Armyworms Seen In The Northland; Save Your Trees
On the way to the campground this week-end we commented on how big the leaves of the trees were, not knowing we should enjoy them while we have them! ARMY WORMS!!! When we camp at Grand Casino Hinckley we always run the back country roads. It reminds me of the back roads in Wrenshall. While running we experience beautiful forestry and quaint farms where locals work hard growing crops and raising cattle (which sometimes makes it difficult to breathe when running….”dairy air”)…but we weren’t prepared to see what we saw. We should have been, it IS that time of year. They looked like tiny cotton sacs, stretched from limb to limb. Sacs of army worm eggs…as the sun hit the sac, it luminated shadows of army worms not yet out, crawling around inside. It took me a minute to realize the OUTSIDE of the sac had actual, rather healthy looking, army worms clinging to it, no doubt waiting for friends and family to “break out” of their cotton jail. As we ran further, we noticed more and more of these birthing sacs. I did my research and the experts say that 2011 is not in the cycle to be horrendous, but one is bad enough, don’t you agree?
Remember about 10 years ago when they were at their peak? They had a water truck go through before the Grandma’s Half Marathon started to wash them off the road. By the time the full marathoners came through, the army worms had climbed back onto the road, causing a very slippery, sloppy run!
How did the army worms affect your summer the year they were bad? Remember them hanging from the trees on a web-like string?
The name “armyworm” has been applied to the forest tent caterpillar and other moths whose numbers buildup, defoliate trees, and then move in great numbers to other trees to continue their leaf damage. The true armyworm, Pseudaletia unipuncta, is a caterpillar that belongs to the cutworm family, and it is primarily a pest of grasses, small grains, and corn.
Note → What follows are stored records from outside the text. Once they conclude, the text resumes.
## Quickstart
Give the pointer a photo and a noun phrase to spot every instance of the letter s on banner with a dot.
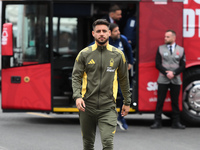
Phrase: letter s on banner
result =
(7, 40)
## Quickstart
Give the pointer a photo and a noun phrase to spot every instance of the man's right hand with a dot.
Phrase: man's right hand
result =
(80, 104)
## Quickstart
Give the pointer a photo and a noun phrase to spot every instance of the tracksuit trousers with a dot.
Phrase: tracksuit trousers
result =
(106, 120)
(174, 93)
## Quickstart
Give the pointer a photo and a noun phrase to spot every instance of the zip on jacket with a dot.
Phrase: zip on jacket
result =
(95, 76)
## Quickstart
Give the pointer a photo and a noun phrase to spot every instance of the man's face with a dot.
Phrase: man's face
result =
(169, 38)
(117, 15)
(115, 34)
(101, 34)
Here’s how you can protect your trees:
According to Echo Press, there are a number of insecticide soaps and sprays you can buy…or you could simple wrap the trunk of the tree with tin foil or plastic wrap and coat it with oil INSIDE AND OUT, those little buggers will go under your wrap job if you don’t.
Good Luck! May the “forest” be with you….(ok, bad joke, but couldn’t resist)!